Full disclosure: I originally saw The Wrecking Crew (the 2015 music documentary, not to be confused with the 1969 “Matt Helm” caper starring Dean Martin and Sharon Tate) four chords and seven years ago, when it played at the 2008 Seattle International Film Festival. Wrangling over music licensing has since kept this marvelous film in mothballs, but it is finally getting a proper “official” wide release.

“The Wrecking Crew” was a moniker given to an aggregation of crack L.A. session players who in essence created the distinctive pop “sound” that defined classic Top 40 from the late 50s through the mid-70s. With several notable exceptions (Glen Campbell, Leon Russell and Mac “Dr. John” Rebennack) their names remain obscure to the general public, even if the music they helped forge is forever burned into our collective neurons.

The film was a labor of love in every sense of the word for first-time director Denny Tedesco, whose late father was the guitarist extraordinaire Tommy Tedesco, a premier member of the team.

Tedesco traces origins of the Wrecking Crew, from participation in co-creating the legendary “Wall of Sound” of the early 60s (lorded over by mercurial pop savant Phil Spector) to collaborations with Brian Wilson (most notably, on the Beach Boys’ seminal Pet Sounds album) and backing sessions with just about any other popular artist of the era you could throw out there (Sam Cooke, Ray Charles, The Righteous Brothers, Henry Mancini, Ike & Tina Turner, The Monkees, The Association, Nancy Sinatra, The Fifth Dimension, The Byrds, Sonny & Cher, Petula Clark, The Mamas and the Papas, Frank Zappa, etc.). Not to mention myriad TV themes and movie soundtracks.

Tedesco has curated fascinating vintage studio footage, as well as archival and present day interviews with key players.

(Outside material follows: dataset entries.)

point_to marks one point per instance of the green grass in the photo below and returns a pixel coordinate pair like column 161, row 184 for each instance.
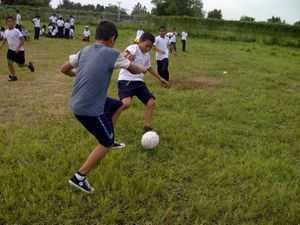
column 228, row 153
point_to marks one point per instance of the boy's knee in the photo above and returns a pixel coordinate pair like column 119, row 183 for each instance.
column 126, row 105
column 151, row 103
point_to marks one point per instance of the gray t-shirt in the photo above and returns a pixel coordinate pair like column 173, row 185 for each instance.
column 95, row 64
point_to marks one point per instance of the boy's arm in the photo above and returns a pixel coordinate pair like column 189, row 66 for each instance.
column 3, row 42
column 124, row 63
column 21, row 42
column 67, row 69
column 158, row 50
column 164, row 82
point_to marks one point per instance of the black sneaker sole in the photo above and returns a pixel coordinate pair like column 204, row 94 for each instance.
column 80, row 188
column 31, row 67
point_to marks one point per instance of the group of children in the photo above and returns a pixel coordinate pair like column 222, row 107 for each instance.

You also hear from some of the producers (Herb Alpert, Lou Adler and Jack Nitzsche) who utilized their talents. Tedesco assembled a group of surviving members to swap anecdotes (and as you can imagine, they have got some great stories to tell).

One of my favorite reminiscences concerned the earliest recording sessions for The Monkees. An apparently uninformed Peter Tork showed up in the studio, guitar in hand-and was greeted by a roomful of bemused session players, giving him a “WTF are YOU doing here?!” look before he slunk away in embarrassment.

One of the revelations in the film is bass player/guitarist Carol Kaye, a quietly unassuming pioneer who commanded a lot of respect in a traditionally male-dominated niche of the music industry. In a great scene, she modestly demonstrates a few signature bass lines that you may have heard once or twice; the opening riffs for “The Beat Goes On”, “California Girls”, the “Mission Impossible Theme”, even that subtle 5 note run that opens Glen Campbell’s “Wichita Lineman”.

The documentary’s scene stealer is Hal Blaine, who may be the most recorded drummer in the history of pop music. Blaine was in attendance at the SIFF screening I caught in 2008, and did a Q & A along with the director after the film. I remember him telling the audience that he was then in the midst of compiling his discography ; he said so far they had been able to annotate “only” about 5,000 sessions (some estimates top the 10,000 mark). Blaine tells colorful and hilarious stories; he reminds me of another droll musician-raconteur…Pete Barbuti (who never failed to put me on the floor in his many appearances on The Tonight Show throughout the 1970s).

Tedesco’s film makes a nice companion to the 2003 doc Standing in the Shadows of Motown, which profiled another group of hitherto unheralded session players (aka the “Funk Brothers”) who backed nearly every Motown hit. I know that some people look down their nose at this “lunch pail” approach to creating music, but there is no denying the chops that these players bring to the table, and I say more power to ‘em, myself. Tedesco’s film is a joyous celebration of a unique era of popular art that (love it or loathe it), literally provided the “soundtrack of our lives” for some of us of a (ahem) certain age.